Friday, January 24, 2025

American Hornbeam (Carpinus caroliniana)


The prominent veins of American Hornbeam (Carpinus caroliniana
give the leaves a distinctive corrugated texture. Note the multiple sizes of the sharp, marginal teeth. © Dave Spier

American hornbeam, also called musclewood, blue-beech, ironwood, and muscle beech, is a small native tree growing in the forest understory, often near the banks of streams and rivers where the soil is moist. I prefer the term "musclewood" because it's so descriptive of the distinctive muscular appearance of older trunks with sinewy, smooth, gray bark. (Very old trunks become fissured.) The nickname "ironwood" refers to the heavy, hard, close-grained, very strong wood formerly used to make tool handles, walking sticks and golf clubs. In spite of its hardness, fallen branches and trunks quickly rot.

Carpinus caroliniana is a member of the Birch Family (Betulaceae) with its characteristically double-toothed leaves, i.e. leaf margins with alternating smaller and larger serrations. The overall leaf shape is oval with a pointed tip (or sometimes long-pointed). Prominent veins give leaves a corrugated texture. Leaves are eaten by several types of Lepidoptera caterpillars. 

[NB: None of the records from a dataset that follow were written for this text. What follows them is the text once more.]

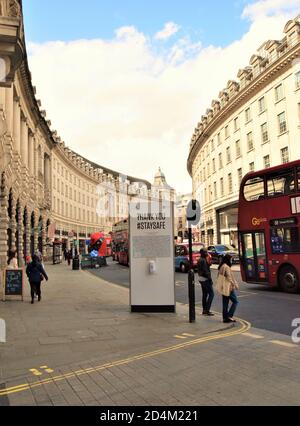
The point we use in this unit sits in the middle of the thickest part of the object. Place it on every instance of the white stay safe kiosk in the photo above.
(152, 272)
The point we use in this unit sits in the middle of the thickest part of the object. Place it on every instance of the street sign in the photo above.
(193, 213)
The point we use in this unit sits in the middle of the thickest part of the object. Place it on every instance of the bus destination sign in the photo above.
(284, 222)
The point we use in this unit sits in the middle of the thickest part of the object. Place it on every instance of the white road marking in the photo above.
(282, 343)
(253, 336)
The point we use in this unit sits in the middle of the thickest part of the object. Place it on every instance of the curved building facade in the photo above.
(254, 124)
(47, 191)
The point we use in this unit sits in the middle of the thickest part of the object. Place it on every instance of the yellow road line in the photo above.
(282, 343)
(253, 336)
(245, 326)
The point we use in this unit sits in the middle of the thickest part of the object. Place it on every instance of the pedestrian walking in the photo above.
(206, 283)
(36, 273)
(227, 286)
(12, 262)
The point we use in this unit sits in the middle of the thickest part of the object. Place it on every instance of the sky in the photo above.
(125, 82)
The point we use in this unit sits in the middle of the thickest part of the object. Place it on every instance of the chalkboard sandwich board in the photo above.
(13, 282)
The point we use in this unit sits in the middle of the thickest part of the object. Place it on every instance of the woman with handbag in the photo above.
(226, 285)
(36, 274)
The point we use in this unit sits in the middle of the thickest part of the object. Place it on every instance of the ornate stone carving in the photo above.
(14, 9)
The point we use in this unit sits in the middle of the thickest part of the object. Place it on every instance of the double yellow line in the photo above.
(245, 326)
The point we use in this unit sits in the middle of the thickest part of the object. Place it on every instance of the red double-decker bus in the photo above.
(269, 227)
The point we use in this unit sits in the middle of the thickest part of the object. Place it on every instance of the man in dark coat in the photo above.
(36, 273)
(206, 283)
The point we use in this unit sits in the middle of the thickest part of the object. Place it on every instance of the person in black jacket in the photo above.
(206, 283)
(36, 273)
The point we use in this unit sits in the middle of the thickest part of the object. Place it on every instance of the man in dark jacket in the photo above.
(36, 274)
(206, 283)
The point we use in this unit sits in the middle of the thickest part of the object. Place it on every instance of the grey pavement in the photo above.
(82, 346)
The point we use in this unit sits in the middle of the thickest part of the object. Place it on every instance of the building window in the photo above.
(230, 183)
(228, 154)
(262, 104)
(250, 141)
(267, 161)
(297, 79)
(248, 115)
(236, 124)
(282, 123)
(227, 132)
(220, 161)
(264, 133)
(240, 176)
(238, 148)
(284, 155)
(279, 92)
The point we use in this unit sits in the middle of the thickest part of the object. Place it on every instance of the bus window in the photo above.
(282, 183)
(254, 189)
(285, 240)
(249, 256)
(261, 255)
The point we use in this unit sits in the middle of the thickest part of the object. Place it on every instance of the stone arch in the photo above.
(10, 236)
(40, 234)
(32, 226)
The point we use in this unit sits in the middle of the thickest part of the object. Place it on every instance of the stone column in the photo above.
(20, 233)
(9, 108)
(17, 125)
(24, 141)
(36, 233)
(44, 237)
(13, 227)
(47, 171)
(31, 153)
(3, 224)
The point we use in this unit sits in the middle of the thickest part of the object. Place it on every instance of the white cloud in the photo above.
(168, 31)
(127, 107)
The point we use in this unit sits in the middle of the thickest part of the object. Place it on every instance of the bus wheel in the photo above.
(183, 268)
(288, 279)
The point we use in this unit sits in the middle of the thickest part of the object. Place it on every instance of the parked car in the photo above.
(219, 250)
(182, 256)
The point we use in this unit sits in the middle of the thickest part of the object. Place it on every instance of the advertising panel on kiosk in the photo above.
(152, 277)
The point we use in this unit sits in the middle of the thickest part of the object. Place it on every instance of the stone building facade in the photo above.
(47, 191)
(255, 124)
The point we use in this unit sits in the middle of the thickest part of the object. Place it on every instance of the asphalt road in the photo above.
(264, 307)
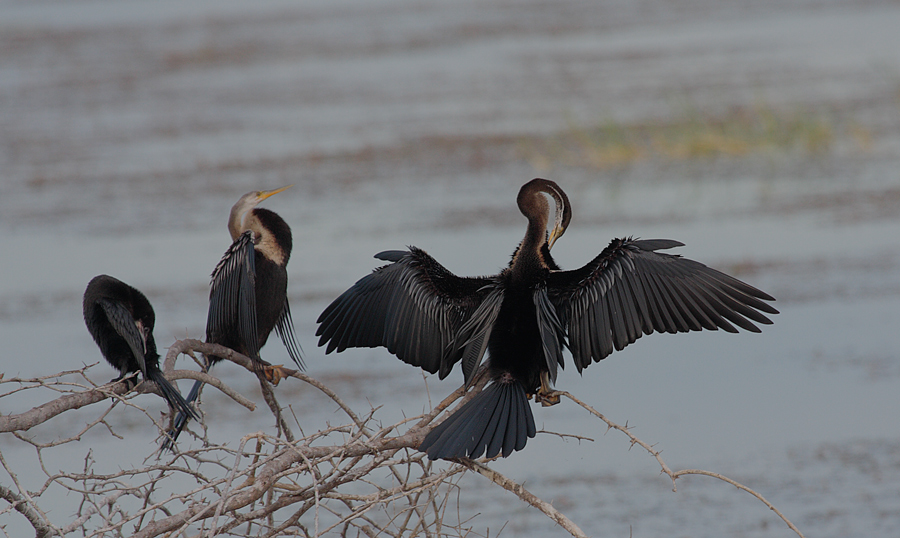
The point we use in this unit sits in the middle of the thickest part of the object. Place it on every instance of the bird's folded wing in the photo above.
(232, 296)
(123, 323)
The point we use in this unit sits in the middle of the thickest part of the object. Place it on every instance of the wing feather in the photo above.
(122, 321)
(630, 290)
(417, 309)
(232, 296)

Flowers grow in long clusters dangling from leaf axils. Male and female flower catkins are separate (monoecious) and lack petals. The fruits are small, oval nuts, each enclosed by a three-lobed, halberd-shaped bract. The nuts are eaten by birds including grouse and turkeys, as well as by squirrels. Rabbits and deer browse the twigs.

American hornbeam is widespread in the eastern United States and adjacent Canada. The BONAP range map shows the U.S. portion of its distribution. (Click the map once to slightly enlarge.)

Tuesday, January 7, 2025

Goldenseal (Hydrastis canadensis)


Goldenseal (Hydrastis canadensis), Cayuga County, NY - May 9th

Goldenseal (Hydrastis canadensis), a.k.a. orangeroot, yellow-root and yellow puccoon, is a vulnerable native herb in the buttercup family (Ranunculaceae). It is generally uncommon and sometimes rare due to over-collecting. If you happen to find it, please keep the exact location private; county-level is sufficient. 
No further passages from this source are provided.